神宮式年遷宮「川曳奉仕」に参加いたしました

令和8年8月2日、三重県伊勢市の五十鈴川において、第63回神宮式年遷宮「御木曳行事 川曳奉仕」に、神道青年全国協議会の一員として参加いたしました。

神宮の式年遷宮は、20年に一度、社殿や御装束、神宝などを新しくし、御神体を新宮へお遷しする神宮最大の祭典です。約1300年前に始まり、伝統や技術、そして神様を敬う心を現代へと受け継ぐ、日本を代表する神事として今日まで継承されています。
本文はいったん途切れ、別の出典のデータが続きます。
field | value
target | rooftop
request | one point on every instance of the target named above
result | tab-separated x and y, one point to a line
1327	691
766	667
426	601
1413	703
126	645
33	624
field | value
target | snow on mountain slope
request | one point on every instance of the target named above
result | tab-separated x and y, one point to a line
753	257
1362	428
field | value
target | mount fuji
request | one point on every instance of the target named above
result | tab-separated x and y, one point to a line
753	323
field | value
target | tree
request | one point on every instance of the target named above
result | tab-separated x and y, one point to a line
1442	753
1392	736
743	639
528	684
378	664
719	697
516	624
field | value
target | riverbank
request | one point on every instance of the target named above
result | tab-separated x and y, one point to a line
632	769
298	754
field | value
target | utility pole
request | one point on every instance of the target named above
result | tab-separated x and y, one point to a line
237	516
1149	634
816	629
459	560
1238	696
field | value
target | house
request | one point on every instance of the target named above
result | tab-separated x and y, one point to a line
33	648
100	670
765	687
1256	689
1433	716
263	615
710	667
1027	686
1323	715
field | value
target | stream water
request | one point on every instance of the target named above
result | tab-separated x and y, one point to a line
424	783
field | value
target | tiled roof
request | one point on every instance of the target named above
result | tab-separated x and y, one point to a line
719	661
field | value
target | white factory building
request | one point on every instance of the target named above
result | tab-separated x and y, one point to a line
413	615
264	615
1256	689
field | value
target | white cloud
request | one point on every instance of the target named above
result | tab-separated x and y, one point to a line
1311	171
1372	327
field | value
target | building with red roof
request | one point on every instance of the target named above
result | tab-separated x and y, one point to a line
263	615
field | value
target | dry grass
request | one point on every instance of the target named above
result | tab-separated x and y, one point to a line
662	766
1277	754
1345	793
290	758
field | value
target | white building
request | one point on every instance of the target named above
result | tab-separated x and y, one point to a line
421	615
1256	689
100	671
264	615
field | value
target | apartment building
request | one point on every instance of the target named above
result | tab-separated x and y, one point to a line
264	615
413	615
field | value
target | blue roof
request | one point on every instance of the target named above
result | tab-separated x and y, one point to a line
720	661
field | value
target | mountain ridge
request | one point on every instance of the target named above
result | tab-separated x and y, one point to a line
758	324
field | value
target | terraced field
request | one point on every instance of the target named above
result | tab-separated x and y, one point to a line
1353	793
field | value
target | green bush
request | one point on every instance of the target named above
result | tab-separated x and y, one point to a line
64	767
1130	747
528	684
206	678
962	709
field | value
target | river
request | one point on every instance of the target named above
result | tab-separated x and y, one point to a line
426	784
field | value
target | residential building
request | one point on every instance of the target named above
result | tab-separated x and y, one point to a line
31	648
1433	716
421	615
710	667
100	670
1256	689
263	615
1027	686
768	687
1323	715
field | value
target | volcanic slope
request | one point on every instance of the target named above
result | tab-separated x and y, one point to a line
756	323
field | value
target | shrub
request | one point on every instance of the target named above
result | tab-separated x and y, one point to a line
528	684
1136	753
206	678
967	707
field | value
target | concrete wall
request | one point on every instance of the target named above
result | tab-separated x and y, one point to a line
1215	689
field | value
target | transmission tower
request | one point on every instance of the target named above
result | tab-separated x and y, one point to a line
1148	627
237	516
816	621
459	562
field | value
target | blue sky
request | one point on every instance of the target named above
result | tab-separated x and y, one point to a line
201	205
御木曳行事は、その新しい社殿を造営するための御用材を神宮へ奉曳する重要な神事です。本年5~6月には外宮領の陸曳が行われ、今回の川曳は、五十鈴川を舞台とする内宮領・川曳の最終日となりました。

本来、この川曳は伊勢の地域の皆様が代々受け継ぎ、ご奉仕されている神事です。このたびはご縁をいただき、桜木町奉曳団の皆様のご厚意により、神道青年全国協議会として特別に参加させていただきました。

当日は、全国から集まった神道青年全国協議会の会員58名が桜木町奉曳団に加わり、御用材を木橇に載せ、浦田橋付近から宇治橋まで約1キロにわたり、五十鈴川を遡上しながら内宮へと曳き入れました。
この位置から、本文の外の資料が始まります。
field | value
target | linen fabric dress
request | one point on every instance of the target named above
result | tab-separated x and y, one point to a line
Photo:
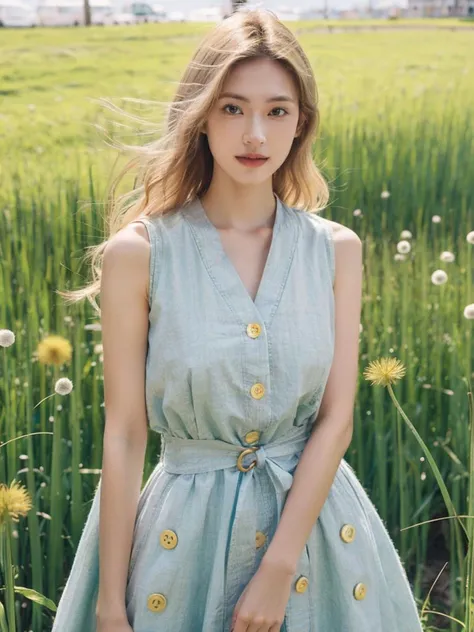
225	373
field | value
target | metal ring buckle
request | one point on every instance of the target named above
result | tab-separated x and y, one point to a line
241	456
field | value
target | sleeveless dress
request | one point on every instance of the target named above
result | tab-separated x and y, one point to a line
233	386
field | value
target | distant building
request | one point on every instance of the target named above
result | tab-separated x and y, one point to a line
440	8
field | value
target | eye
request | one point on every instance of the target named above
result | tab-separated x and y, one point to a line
282	109
230	105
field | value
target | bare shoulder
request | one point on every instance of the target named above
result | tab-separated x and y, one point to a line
347	252
126	258
341	233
「エンヤ」という力強い掛け声が五十鈴川に響き渡り、水しぶきを上げながら皆で心を一つに御用材を曳く光景は、大変迫力がありました。綱から伝わる力強さや、水の流れに抗いながら一歩一歩進む感覚から、多くの人々の祈りと汗によって神宮式年遷宮が支えられていることを身をもって実感いたしました。

沿道から見守る方々、運営に携わる方々、そして奉曳する全ての方々の心が一つとなり、1300年以上続く神事が今日まで受け継がれてきたことに深い感動を覚えました。微力ながら神宮式年遷宮に奉仕できたことを、大変光栄に思います。

また、この日は偶然にも愛子内親王殿下がお成りになる日と重なり、大変意義深い一日となりました。神宮式年遷宮が多くの人々の祈りを集め、日本の伝統文化を未来へとつないでいく神事であることを改めて感じる機会となりました。

今回の奉仕を通じて学ばせていただいた「祈りの心」と「奉仕の精神」を、これからの三津嚴島神社でのご奉仕にも生かし、地域の皆様とともに神社を守り、次の世代へと受け継いでまいります。

このような貴重な機会を賜りました桜木町奉曳団の皆様をはじめ、神宮関係者の皆様、そして共に奉仕した神道青年全国協議会の皆様に心より感謝申し上げます。